Nachrufe waren verfrüht: Zwar setzt sich der bemerkenswerte Zerfall des Fragments B von Komet 73P/Schwassmann-Wachmann munter fort – aber dabei ist es nicht etwa verblasst, sondern erlebt stattdessen just zur Erdnähe einen verblüffenden Helligkeitsausbruch! Nach einem moderaten Ausbruch Anfang Mai war B zunächst wieder diffuser und schwächer geworden, aber am Morgen des 8. Mai wurden die Beobachter erneut durch eine ausgeprägte fast stellare Kondensation überrascht, die es Tags zuvor nicht gegeben hatte: Viel frischer Staub war von dem Kernchen freigesetzt worden. Mit hoher Vergrösserung liess sich an den folgenden Tagen ein sich ständig wandelndes Bild verfolgen: Erst definierte Staubjets in mehrere Richungen, dann die Ausbildung einer betont fächerförmigen Koma, während der Ausbruch selbst zunächst vorbei ist. Die Bilder links zeigen die Koma am 5., 8. und 9. Mai, wie sie Horace Smith mit dem 24-Zöller der Michigan State University einfing, rechts die Jets am 8. Mai heftig kontrastgesteigert (von Carl Hergenrother nebst einigen Subfragmenten mit einem 1,2-m-Spiegel erwischt). Die neue aufregende Koma-Form enthüllt sich auch kleinen Fernrohren und war z.B. heute morgen bestens in einem Comet Catcher zu sehen, beeindruckender als es C je war; hohe Vergrösserungen helfen gegen das inzwischen unvermeidliche Mondlicht.

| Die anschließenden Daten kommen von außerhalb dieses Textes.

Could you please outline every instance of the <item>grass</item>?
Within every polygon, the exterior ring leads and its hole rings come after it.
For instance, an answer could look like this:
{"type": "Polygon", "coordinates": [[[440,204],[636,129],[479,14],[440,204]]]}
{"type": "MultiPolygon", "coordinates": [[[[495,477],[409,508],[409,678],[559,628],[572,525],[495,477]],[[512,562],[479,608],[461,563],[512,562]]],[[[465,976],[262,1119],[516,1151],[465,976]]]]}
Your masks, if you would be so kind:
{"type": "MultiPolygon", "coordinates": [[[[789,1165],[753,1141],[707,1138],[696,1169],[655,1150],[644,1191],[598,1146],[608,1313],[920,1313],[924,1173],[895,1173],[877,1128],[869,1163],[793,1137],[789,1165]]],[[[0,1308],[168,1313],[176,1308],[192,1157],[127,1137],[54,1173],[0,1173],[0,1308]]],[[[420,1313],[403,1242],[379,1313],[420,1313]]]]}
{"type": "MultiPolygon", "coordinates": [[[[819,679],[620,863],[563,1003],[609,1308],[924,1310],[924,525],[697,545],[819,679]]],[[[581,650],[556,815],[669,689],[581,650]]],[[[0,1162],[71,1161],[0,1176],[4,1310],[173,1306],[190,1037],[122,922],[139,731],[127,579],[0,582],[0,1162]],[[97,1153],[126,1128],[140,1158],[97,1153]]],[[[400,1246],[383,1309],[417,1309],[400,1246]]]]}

Ständig Wandelndes BildDieses konnte gerade noch vermieden werden, als das damals noch dominierende Fragment C in der Nacht vom 7. zum 8. Mai dicht am Ringnebel vorbei lief: Hier hat Martin Wagner Aufnahmen aus 1½ Stunden (2:33 bis 4:02 MESZ) zu einem Bild zusammengesetzt. Leider fiel die eigentliche Passage in Deutschland bereits der Morgendämmerung zum Opfer, doch die rasante Annäherung des Kometen an den Planetarischen Nebel war ein spannendes Schauspiel, v.a. im letzten dunklen Intervall zwischen Monduntergang und Astronomischer Dämmerung. Weiter westlich in Spanien fiel die grösste Annäherung genau in dieses Intervall, und an der amerikanischen Ostküste war der Vorübergang am monderhellten Himmel komplett zu sehen, wie schöne Videoclips aus New York und Florida dokumentieren. Überhaupt helfen digitale Standbild- wie (integrierende) Videokameras enorm gegen die Mondaufhellung des Himmels, wie sie nun die letzten Tage der Sichtbarkeit von 73P am deutschen Himmel begleitet. Der Mond sabotiert auch alle Versuche, präzise die gesamte Helligkeit der Komae der Fragmente in Erdnähe zu bestimmen: Ihre Staub- und Gashüllen sind nun – eigentlich – sehr groß geworden und müssten mit sehr kleinen Feldstechern oder besser noch dem blossen Auge beobachtet werden, um sie mit (unscharf gestellten) Sternen zu vergleichen.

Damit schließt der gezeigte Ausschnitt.